Scarcely a week goes by without reports of once-pristine beaches being ruined by tons of plastic bottles, bags and other detritus, and conservationists fear for fish eating tiny plastic pellets now floating in oceans worldwide. Expats living in Spain and other Mediterranean countries have their own concerns, as discarded plastic covers once-pristine beaches.

Recently, one expat couple living in La Mata were enjoying a quiet drink at a beachside café when a sudden squall sent a whirlwind full of plastic bags onto the sand, into the sea and onto a jetty. The couple and another couple who’d just arrived began collecting the bags, which were being blown from the site of a local market. They managed to fill three large containers with the rubbish, just a drop in the ocean compared with the amount left along the road and already in the sea. Obviously, no local council employees had been sent to clear the market’s debris, now was there any sign of a refuse lorry.
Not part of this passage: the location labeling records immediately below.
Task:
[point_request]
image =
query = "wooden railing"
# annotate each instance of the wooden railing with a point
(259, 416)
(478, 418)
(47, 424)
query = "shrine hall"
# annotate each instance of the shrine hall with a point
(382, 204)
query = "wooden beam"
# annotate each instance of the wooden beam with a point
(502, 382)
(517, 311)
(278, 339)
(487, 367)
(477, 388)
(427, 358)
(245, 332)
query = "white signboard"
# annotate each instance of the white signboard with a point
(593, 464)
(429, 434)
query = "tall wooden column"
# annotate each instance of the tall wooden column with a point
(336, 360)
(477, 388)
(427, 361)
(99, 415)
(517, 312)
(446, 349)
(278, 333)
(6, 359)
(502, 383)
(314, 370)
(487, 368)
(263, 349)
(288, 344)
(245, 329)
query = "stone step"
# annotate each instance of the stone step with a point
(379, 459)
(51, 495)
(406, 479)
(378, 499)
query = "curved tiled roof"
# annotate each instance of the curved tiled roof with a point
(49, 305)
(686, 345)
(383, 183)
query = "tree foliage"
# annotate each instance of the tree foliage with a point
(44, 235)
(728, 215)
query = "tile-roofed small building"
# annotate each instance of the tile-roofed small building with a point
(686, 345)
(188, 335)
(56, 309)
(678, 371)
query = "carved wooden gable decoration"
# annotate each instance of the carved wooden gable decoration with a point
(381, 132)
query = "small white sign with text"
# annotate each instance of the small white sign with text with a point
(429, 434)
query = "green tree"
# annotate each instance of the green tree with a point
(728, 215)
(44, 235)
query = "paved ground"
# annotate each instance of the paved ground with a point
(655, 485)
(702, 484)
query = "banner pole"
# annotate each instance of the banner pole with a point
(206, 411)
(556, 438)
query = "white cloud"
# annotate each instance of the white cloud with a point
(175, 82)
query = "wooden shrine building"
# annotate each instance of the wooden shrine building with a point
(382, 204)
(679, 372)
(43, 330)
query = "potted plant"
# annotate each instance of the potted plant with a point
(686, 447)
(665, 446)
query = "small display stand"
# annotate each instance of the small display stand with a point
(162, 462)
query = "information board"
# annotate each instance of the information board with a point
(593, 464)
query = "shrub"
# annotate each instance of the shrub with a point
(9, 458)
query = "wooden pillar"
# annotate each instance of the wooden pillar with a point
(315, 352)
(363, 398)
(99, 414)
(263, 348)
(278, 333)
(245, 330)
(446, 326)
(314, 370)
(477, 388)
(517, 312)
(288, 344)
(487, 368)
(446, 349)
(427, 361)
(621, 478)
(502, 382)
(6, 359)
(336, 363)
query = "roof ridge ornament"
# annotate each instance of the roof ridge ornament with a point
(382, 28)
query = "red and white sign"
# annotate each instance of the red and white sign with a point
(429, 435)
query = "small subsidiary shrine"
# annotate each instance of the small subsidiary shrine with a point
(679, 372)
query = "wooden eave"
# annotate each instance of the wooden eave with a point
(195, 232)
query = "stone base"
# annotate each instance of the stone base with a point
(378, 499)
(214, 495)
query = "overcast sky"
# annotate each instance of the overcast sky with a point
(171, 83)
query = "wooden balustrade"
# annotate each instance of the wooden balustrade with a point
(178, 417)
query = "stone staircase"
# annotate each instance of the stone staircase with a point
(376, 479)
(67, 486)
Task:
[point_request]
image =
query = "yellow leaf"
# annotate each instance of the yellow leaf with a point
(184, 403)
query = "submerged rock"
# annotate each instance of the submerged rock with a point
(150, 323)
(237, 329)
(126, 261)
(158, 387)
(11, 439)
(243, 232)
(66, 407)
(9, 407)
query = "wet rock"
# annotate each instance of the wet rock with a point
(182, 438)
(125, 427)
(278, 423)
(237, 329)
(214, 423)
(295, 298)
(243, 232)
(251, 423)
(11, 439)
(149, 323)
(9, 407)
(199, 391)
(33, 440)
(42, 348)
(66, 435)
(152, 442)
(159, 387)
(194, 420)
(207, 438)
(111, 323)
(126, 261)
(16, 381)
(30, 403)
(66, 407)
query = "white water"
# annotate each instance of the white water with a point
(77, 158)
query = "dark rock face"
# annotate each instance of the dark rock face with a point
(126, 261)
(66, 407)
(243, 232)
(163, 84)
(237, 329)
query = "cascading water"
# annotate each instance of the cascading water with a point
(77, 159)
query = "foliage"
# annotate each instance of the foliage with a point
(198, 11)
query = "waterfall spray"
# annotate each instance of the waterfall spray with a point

Given that this scenario is being repeated on beaches all over the world on a daily basis in spite of warnings as to the environmental effects of plastic, a solution is long overdue. Thailand’s beaches are another example of lack of care by local authorities, with smoking on Phuket’s beaches now forbidden but rubbish and plastics being ignored. However there’s a possibility that the answer to biodegrading plastics has been found, albeit via a happy accident by a British laboratory at Portsmouth University.

The inadvertent breakthrough came during tests of a naturally-occurring bacterium discovered at a Japanese recycling centre, with the X-rays used forcing mutations in a powerful enzyme. The mutant was discovered to have a supercharged ability to act on polyethylene terephthalate (PET) a form of plastic widely used in the food and drink industry which lasts in the environment for literally hundreds of years before it degrades. The research team are now working to improve and strengthen the enzyme in the hope that it will provide a recycling process for the world and its ocean-wide mountains of discarded plastics.